Il faut sans doute connaître le contexte de la vie de Vivian Maier pour comprendre tout le poids de ces photos, son besoin de capturer son image au sein des lieux qu’elle fréquente. Très secrète, de plus en plus recluse avec l’âge et manifestement atteinte de maladie mentale, la fameuse nourrice semble avoir vécu dans une forme de peur de l’autre qui l’a isolée, au point de finir sa vie dans la solitude la plus complète. Parce qu’ils captent sa présence physique (un reflet, une ombre…), ces autoportraits marquent sa réalité – à défaut d’avoir d’autres humains pour miroirs – et la placent en contexte, toujours un peu à l’écart, dans un monde auquel elle ne semble jamais vraiment appartenir.

C’est bien simple: cette collection de photos n’est peut-être pas la plus extraordinaire, mais par sa poésie, ses non-dits et ses petites bizarreries – et sans doute parce que je ne comprends que trop bien ce sentiment d’être différente – elle a touché mon âme, et m’inspire profondément au quotidien.

GLASGOW
Raymond Depardon

Plutôt reconnu à l’époque pour ses photos de l’Afrique et ses reportages de guerre, Raymond Depardon, fraîchement arrivé dans l’agence Magnum, est envoyé à Glasgow en 1980 par le Sunday Times pour photographier les contrastes sociaux de la ville, à la manière du photojournalisme de l’époque. Finalement, ses clichés ne seront jamais publiés dans le magazine, et tomberont dans l’oubli jusqu’à une exposition rétrospective au Grand Palais en 2013, suivie de la publication de ce livre dédié en 2016.

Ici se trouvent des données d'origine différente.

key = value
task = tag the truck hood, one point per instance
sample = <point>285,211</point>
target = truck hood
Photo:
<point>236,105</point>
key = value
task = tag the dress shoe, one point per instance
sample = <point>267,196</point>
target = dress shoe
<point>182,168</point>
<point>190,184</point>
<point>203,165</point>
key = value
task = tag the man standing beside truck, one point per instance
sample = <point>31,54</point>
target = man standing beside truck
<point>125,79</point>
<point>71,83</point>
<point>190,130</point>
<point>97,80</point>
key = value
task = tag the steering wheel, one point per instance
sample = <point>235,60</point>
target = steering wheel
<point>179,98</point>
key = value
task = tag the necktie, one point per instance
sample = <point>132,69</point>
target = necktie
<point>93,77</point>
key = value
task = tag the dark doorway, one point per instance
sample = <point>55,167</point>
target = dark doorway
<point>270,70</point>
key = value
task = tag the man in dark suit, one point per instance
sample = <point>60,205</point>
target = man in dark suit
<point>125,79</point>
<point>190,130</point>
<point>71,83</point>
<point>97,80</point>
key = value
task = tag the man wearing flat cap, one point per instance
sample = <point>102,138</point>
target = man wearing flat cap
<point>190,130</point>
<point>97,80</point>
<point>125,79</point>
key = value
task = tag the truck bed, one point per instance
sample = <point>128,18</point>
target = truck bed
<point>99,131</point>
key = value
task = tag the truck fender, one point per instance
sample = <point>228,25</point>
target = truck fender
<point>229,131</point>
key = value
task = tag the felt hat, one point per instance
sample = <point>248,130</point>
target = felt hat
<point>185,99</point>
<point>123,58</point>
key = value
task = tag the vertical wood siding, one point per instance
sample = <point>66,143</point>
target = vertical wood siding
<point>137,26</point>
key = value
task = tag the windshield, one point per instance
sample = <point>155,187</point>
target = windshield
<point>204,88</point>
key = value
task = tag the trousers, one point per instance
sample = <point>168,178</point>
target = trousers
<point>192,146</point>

Outre le nom légendaire de Depardon, c’est bien sûr mon amour pour la ville de Glasgow qui attiré mon attention sur cette collection photo très puissante. Si elle n’a sans doute pas répondu à l’attente du Sunday Times – faute de contrastes surtout, mais aussi parce que la plupart des photos sont des scènes très naturelles, presque banales – son atmosphère nous plonge immédiatement dans un autre monde. La luminosité très froide et basse de la région, la décrépitude des quartiers pauvres dans lesquels évoluent des personnages hauts en couleur, mais aussi la perspective exagérée de ces prises de vue à l’objectif 28mm créent l’impression d’une ville d’errance aux murs infinis qui voit mourir toute une époque.

C’est gris, un peu dur parfois, et pourtant s’en dégage une beauté qui a trait, je crois, à l’humanité de ses habitants, leur lumière et leur dignité dans toute cette noirceur. Une certaine intemporalité, aussi: on est en 1980, mais l’on pourrait se croire des années plus tôt.

Une vision fascinante de ma ville de coeur telle qu’elle n’existe plus aujourd’hui !

BILLIE
Ofer Wolberger

J’ai hésité à vous présenter ce petit livret, déjà assez confidentiel à l’origine dans sa distribution, mais qui en plus m’a l’air d’être désormais épuisé partout. Toutefois, il a été un tel coup de coeur pour moi que je voulais au moins l’inclure comme un petit bonus en plus des cinq titres précédents !

Composé de près de 200 photos argentiques groupées en séquences, l’entièreté de cet ouvrage énigmatique est dédié à la sublime Billie, l’épouse (française !) du photographe new-yorkais Ofer Wolberger – dont le nom n’apparaît à aucun moment dans les pages ni sur la couverture, comme pour laisser toute sa place au sujet.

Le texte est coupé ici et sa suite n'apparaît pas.